Se o Brasil, país de população jovem, seguir a lição de Cuba: massificação da prática desportiva nas escolas de todos os graus, construção de instalações adequadas nos colégios e universidades, formação de milhares de profissionais do esporte com a missão básica de buscar e peneirar talentos, para mais tarde formá-los e burilá-los em centros de treinamento de alto rendimento, certamente será também uma potência olímpica e das mais poderosas.

Um comentário:

  1. (comentário enviado por e-mail e postado por Castor)

    Meu caro Max,

    muito bom texto mesmo, este seu. Você fala de massificação do esporte e de instalações nos centros de ensino...Um dos maiores crimes sociais jamais cometidos entre nós foi a interrupção do programa dos CIEPs (Brizola-Darcy) no Estado do Rio, por obra e desgraça desse Moreira Franco. Bastava equipá-los convenientemente e levar a efeito uma intensa atividade de preparação de treinadores, para que tivéssemos onde treinar nossos jovens para competições esportivas.

    Houve imitações, à direita e à esquerda - o que me interessam são as instalações -, como os CIACs do Collor e os CEUs da Marta, os primeiros com objetivos nacionais, os outros, paulistanos apenas. Nada sei, em termos de instalações, a respeito do programa FDE do Alckmin. Sei que os CIEPs e CIACs tinham arquiteturas excelentes, a cargo do Niemeyer e do Lelé (também nada sei das arquiteturas dos CEUs e do que pretende esse FDE).

    Nesse nosso Brasil, não logramos jamais estabelecer uma espécie de "pacto civil" em nossa atormentada sociedade, cada vez mais submetida à péssima qualidade educacional e cultural transmitida por esses meios de comunicação e difusão que temos. Aqui na RPDC, consegui instalar uma antena, ligada a satélite chinês, com a qual captamos emissoras, como a Record, Cubavisón, RTPi, RAI, TV5, 24H. A pior é a brasileira, divulgadora de pífias mensagens "evangélicas", bundas e coxas siliconizadas de brasileiras vulgares, noticiários em que 80% das matérias se devotam a crimes horrorosos, novelas mixurucas e programas de auditório simplesmente ridículos e de baixo nível. Ainda bem que não nos chega a Globo ou esse mal-arremedo de emissora pseudo-pública que é a TV Brasil.

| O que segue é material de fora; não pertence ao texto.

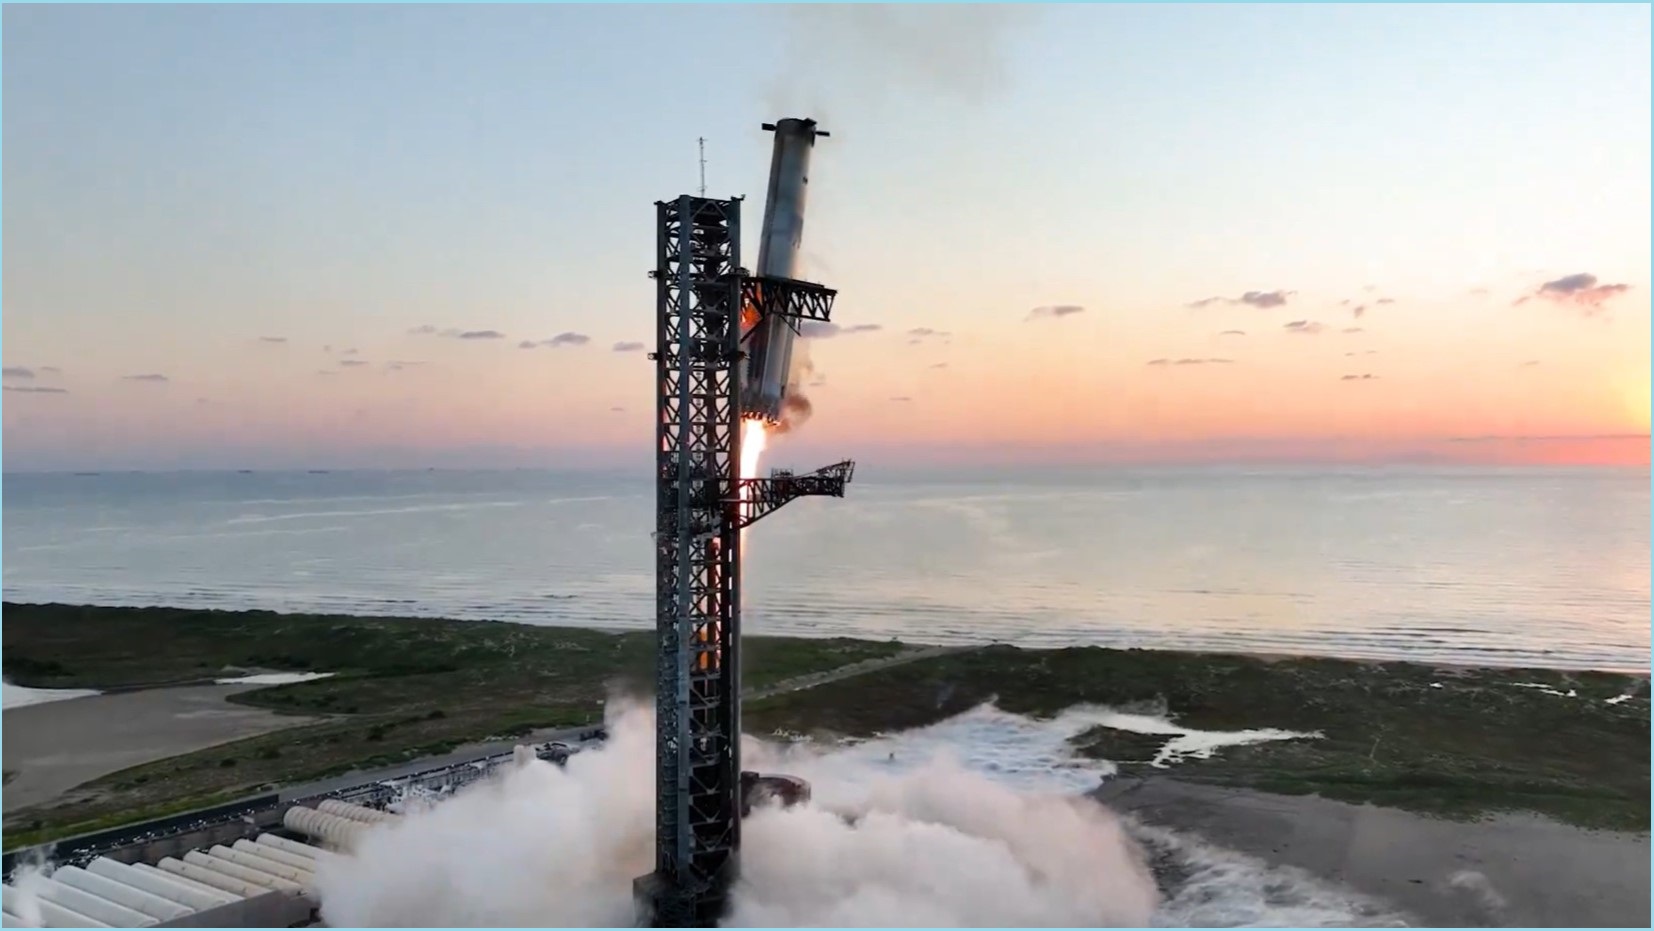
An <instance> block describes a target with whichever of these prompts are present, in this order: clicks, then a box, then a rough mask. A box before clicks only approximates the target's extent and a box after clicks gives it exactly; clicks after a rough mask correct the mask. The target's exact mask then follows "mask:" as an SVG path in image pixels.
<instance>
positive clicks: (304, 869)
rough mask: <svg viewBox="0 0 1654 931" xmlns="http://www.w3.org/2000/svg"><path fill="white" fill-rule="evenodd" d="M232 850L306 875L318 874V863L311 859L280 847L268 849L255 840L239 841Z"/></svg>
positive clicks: (234, 843) (307, 857) (264, 844)
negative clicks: (301, 856)
mask: <svg viewBox="0 0 1654 931" xmlns="http://www.w3.org/2000/svg"><path fill="white" fill-rule="evenodd" d="M230 850H240V852H243V853H248V855H251V857H263V858H265V860H270V862H273V863H281V865H283V867H291V868H294V870H304V873H309V875H314V873H316V862H314V860H311V858H309V857H299V855H298V853H288V852H286V850H281V848H278V847H268V845H265V843H258V842H253V840H245V838H243V840H237V842H235V843H232V845H230Z"/></svg>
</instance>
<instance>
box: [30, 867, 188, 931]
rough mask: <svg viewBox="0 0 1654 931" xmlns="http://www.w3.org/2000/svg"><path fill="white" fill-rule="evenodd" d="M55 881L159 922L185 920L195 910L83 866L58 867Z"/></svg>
mask: <svg viewBox="0 0 1654 931" xmlns="http://www.w3.org/2000/svg"><path fill="white" fill-rule="evenodd" d="M51 878H53V880H56V881H60V883H63V885H66V886H74V888H78V890H81V891H83V893H91V895H94V896H98V898H103V900H109V901H112V903H116V905H119V906H122V908H131V910H132V911H141V913H144V914H147V916H151V918H154V919H155V921H172V919H174V918H184V916H185V914H189V913H190V911H194V910H190V908H185V906H182V905H179V903H175V901H172V900H165V898H160V896H157V895H155V893H147V891H144V890H141V888H137V886H129V885H126V883H122V881H117V880H111V878H109V876H99V875H96V873H88V871H86V870H81V868H79V867H58V870H56V871H53V873H51Z"/></svg>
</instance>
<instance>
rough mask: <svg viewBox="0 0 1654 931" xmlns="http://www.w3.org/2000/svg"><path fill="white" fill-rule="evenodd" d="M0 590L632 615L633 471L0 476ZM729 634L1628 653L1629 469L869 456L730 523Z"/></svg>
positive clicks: (1639, 613)
mask: <svg viewBox="0 0 1654 931" xmlns="http://www.w3.org/2000/svg"><path fill="white" fill-rule="evenodd" d="M3 501H5V509H3V519H5V534H3V589H5V599H7V600H22V602H43V600H58V602H79V604H104V605H182V607H215V609H271V610H288V612H339V614H397V615H428V617H460V618H500V620H516V622H526V623H546V625H590V627H632V628H637V627H647V625H650V623H652V605H653V551H652V544H650V531H652V524H653V488H652V485H650V481H648V478H647V475H632V476H604V475H594V473H552V471H402V473H374V471H331V473H106V475H20V473H12V475H7V476H5V480H3ZM746 547H748V551H746V571H744V584H746V614H744V617H746V625H748V630H749V632H754V633H792V635H850V637H872V638H888V637H896V638H901V640H908V642H916V643H981V642H1006V643H1016V645H1027V647H1064V645H1108V647H1156V648H1188V650H1231V652H1257V653H1303V655H1330V656H1350V658H1386V660H1388V658H1394V660H1416V661H1436V663H1477V665H1480V663H1494V665H1538V666H1553V668H1608V670H1641V671H1646V670H1647V666H1649V471H1647V470H1532V468H1527V470H1465V468H1460V470H1447V468H1393V470H1355V468H1350V470H1159V471H1125V470H1085V471H1037V473H1035V471H1027V473H1011V471H1007V473H974V475H963V473H959V475H925V476H913V475H878V473H877V470H862V471H860V473H858V475H857V481H855V483H853V485H852V488H850V493H849V496H847V498H845V499H801V501H794V503H791V504H787V506H786V508H784V509H782V511H779V513H777V514H772V516H769V518H766V519H764V521H761V523H759V524H756V526H753V528H751V529H749V531H748V542H746Z"/></svg>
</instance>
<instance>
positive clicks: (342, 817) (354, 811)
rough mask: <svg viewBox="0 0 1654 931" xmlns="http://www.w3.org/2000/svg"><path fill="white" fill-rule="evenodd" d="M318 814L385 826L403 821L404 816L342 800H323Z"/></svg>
mask: <svg viewBox="0 0 1654 931" xmlns="http://www.w3.org/2000/svg"><path fill="white" fill-rule="evenodd" d="M316 810H318V812H327V814H329V815H339V817H341V819H351V820H352V822H362V824H384V822H395V820H402V815H394V814H390V812H380V810H379V809H369V807H366V805H356V804H351V802H344V800H341V799H323V800H321V804H318V805H316Z"/></svg>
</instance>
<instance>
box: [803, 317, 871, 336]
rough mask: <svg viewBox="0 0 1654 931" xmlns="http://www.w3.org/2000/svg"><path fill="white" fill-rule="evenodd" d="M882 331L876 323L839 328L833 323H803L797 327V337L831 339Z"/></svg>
mask: <svg viewBox="0 0 1654 931" xmlns="http://www.w3.org/2000/svg"><path fill="white" fill-rule="evenodd" d="M882 329H885V326H883V324H877V322H858V324H850V326H839V324H835V322H827V321H804V322H802V324H801V326H799V336H802V337H805V339H832V337H835V336H853V334H857V332H878V331H882Z"/></svg>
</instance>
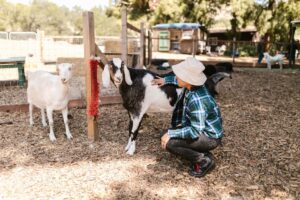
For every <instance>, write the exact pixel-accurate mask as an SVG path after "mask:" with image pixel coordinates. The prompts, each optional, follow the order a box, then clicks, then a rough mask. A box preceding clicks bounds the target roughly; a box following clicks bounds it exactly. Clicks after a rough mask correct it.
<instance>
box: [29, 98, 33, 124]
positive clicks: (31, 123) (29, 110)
mask: <svg viewBox="0 0 300 200" xmlns="http://www.w3.org/2000/svg"><path fill="white" fill-rule="evenodd" d="M32 110H33V105H32V103H29V123H30V126H33V124H34V122H33V118H32Z"/></svg>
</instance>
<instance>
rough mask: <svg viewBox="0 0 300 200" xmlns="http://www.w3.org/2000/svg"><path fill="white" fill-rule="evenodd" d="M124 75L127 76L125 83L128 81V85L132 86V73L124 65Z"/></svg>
mask: <svg viewBox="0 0 300 200" xmlns="http://www.w3.org/2000/svg"><path fill="white" fill-rule="evenodd" d="M124 75H125V81H126V83H127V85H132V80H131V76H130V72H129V70H128V68H127V66H126V65H124Z"/></svg>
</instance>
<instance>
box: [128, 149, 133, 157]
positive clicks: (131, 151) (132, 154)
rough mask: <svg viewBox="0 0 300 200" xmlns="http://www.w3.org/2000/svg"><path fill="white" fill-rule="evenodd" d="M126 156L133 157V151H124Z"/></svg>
mask: <svg viewBox="0 0 300 200" xmlns="http://www.w3.org/2000/svg"><path fill="white" fill-rule="evenodd" d="M126 154H128V155H130V156H133V154H134V151H133V152H132V151H130V150H128V151H126Z"/></svg>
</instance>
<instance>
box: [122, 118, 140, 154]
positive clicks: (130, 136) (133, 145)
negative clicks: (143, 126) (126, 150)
mask: <svg viewBox="0 0 300 200" xmlns="http://www.w3.org/2000/svg"><path fill="white" fill-rule="evenodd" d="M143 116H144V113H140V115H139V116H135V117H132V118H131V119H132V129H131V134H130V137H129V141H128V144H127V146H128V149H127V152H126V153H127V154H129V155H133V154H134V152H135V145H136V144H135V142H136V139H137V135H138V131H139V128H140V125H141V121H142V119H143Z"/></svg>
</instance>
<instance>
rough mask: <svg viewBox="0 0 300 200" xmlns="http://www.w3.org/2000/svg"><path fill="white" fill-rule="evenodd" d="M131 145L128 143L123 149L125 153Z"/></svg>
mask: <svg viewBox="0 0 300 200" xmlns="http://www.w3.org/2000/svg"><path fill="white" fill-rule="evenodd" d="M130 145H131V143H128V144H127V145H126V147H125V151H128V149H129V147H130Z"/></svg>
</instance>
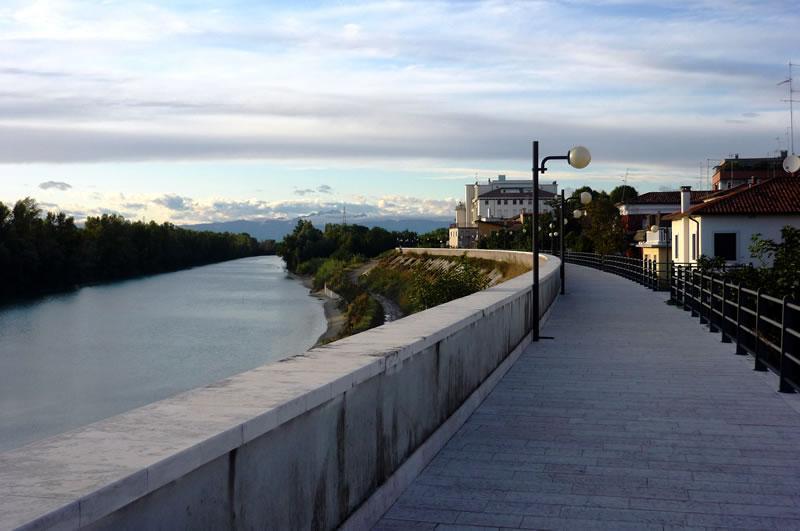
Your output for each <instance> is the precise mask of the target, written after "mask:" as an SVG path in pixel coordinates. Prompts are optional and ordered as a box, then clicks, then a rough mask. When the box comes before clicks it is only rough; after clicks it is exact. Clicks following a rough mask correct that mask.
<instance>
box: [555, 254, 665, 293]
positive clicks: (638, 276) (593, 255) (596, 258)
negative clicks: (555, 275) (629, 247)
mask: <svg viewBox="0 0 800 531" xmlns="http://www.w3.org/2000/svg"><path fill="white" fill-rule="evenodd" d="M564 255H565V258H564V261H565V262H568V263H572V264H578V265H583V266H588V267H593V268H595V269H599V270H601V271H606V272H608V273H613V274H615V275H619V276H621V277H623V278H627V279H629V280H632V281H634V282H637V283H639V284H641V285H643V286H646V287H648V288H650V289H652V290H660V291H666V290H668V289H669V286H670V279H669V275H670V274H671V272H672V268H671V263H669V262H657V261H655V260H648V259H642V258H631V257H628V256H617V255H607V254H606V255H603V254H598V253H578V252H573V251H567V252H566V253H564Z"/></svg>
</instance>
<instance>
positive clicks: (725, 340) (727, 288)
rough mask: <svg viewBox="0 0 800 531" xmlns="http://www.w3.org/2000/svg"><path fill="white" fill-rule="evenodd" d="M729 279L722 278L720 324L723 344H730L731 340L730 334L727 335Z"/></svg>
mask: <svg viewBox="0 0 800 531" xmlns="http://www.w3.org/2000/svg"><path fill="white" fill-rule="evenodd" d="M727 308H728V279H727V278H726V277H722V311H721V312H720V313H722V323H720V327H719V328H720V332H722V342H723V343H730V342H731V338H730V337H728V334H726V333H725V330H726V327H727V326H728V317H727V315H728V312H727Z"/></svg>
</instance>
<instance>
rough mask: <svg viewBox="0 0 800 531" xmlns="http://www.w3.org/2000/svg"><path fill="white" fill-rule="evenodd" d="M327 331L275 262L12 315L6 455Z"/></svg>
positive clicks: (18, 308)
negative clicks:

    Mas me comovem sucessos de nossos atletas de origem humilde ou de grandes mulheres, como a Maurren Maggi, de quem sou fã absoluto, a Lucimara ou as meninas do futebol. A primeira me traz sempre lágrimas nos cantos dos olhos e espero que ela vença em Londres ano que vem, como venceu em Pequim há três anos e pouco.